Posted on Saturday, November 27 2010 @ 10:23:48 CST by Dean Pedley
Concert Reviews Almost thirty years since they scaled the summit of the UK album charts with the seminal No Sleep 'til Hammersmith, Motörhead's annual Winter Tour continues to be a popular live draw. Wolverhampton proves no exception with the sizeable crowd spanning generations; something that is testimony to the both the bands longevity and their enduring appeal. Prior to the main attraction former Hanoi Rocks frontman Michael Monroe, backed by a band that includes the Wildhearts' Ginger, gives an energetic performance that finds him literally all over the venue, from the stage to the balcony via the lighting rig.

In contrast to Monroe's hyperactive shenanigans Lemmy barely moves from the spot directly behind his microphone as Motörhead serve up an ear splitting ninety minutes of rock and roll mayhem.
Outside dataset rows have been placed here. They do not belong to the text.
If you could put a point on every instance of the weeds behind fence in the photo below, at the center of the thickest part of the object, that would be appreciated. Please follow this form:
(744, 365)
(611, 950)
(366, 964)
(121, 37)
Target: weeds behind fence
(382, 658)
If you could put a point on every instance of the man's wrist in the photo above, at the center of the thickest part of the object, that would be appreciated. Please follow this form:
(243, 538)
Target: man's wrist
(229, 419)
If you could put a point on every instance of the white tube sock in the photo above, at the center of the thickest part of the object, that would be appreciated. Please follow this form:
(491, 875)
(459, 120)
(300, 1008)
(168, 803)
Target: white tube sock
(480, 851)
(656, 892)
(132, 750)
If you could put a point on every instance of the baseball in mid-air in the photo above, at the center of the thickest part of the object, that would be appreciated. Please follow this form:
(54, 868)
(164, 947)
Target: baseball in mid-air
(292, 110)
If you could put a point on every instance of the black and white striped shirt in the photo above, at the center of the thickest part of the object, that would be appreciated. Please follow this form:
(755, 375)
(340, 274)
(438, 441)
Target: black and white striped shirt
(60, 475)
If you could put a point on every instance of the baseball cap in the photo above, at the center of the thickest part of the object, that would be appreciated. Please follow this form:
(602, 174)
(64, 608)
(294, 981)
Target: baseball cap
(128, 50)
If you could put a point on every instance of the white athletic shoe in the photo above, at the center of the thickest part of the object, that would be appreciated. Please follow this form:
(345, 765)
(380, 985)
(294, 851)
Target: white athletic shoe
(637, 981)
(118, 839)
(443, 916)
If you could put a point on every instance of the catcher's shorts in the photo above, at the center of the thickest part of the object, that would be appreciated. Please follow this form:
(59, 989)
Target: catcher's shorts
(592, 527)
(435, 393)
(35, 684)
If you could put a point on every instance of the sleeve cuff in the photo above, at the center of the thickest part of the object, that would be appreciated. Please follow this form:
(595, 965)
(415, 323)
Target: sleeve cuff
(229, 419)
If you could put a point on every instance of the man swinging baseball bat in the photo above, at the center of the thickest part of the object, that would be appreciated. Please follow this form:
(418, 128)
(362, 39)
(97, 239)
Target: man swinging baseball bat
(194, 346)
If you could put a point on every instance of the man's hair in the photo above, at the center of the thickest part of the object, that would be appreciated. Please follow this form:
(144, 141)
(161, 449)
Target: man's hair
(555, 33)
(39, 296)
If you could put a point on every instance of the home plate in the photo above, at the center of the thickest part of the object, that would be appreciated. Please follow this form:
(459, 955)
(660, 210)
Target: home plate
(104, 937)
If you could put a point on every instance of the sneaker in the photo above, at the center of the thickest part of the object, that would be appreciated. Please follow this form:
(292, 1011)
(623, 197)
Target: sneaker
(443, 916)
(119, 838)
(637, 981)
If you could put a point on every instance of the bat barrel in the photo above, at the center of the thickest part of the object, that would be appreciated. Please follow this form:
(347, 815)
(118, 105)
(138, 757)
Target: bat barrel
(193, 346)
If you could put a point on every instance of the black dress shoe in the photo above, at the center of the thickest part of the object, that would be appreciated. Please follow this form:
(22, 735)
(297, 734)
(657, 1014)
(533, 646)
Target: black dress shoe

They may be marking their 35th anniversary but with the imminent arrival of new album The World Is Yours this is no nostalgia trip as the set includes new songs "Get Back In Line" and "I Know How To Die", both of which suggest album number twenty will be well worth the wait. Launching into "We Are Motörhead" with the minimum amount of fuss Motörhead are a band that simply excel on stage; the rumbling bass sound may be ever present but is not dominant over either Phil Campbell's buzzsaw guitar or Mikkey Dee's thumping drumming. Over the top of all of this is Lemmy's unmistakable vocal which is what really sets Motörhead aside from the rest. Recent gem "Rock Out" gives way to the impressive pairing of "Metropolis" and "Over The Top" as they dig deep into the back catalogue, even ripping through "I Got Mine" from the much underrated Another Perfect Day. Campbell and Dee take brief solo spots and both are equally impressive, fitting perfectly within the set and not interrupting the flow but allowing a pause for breath.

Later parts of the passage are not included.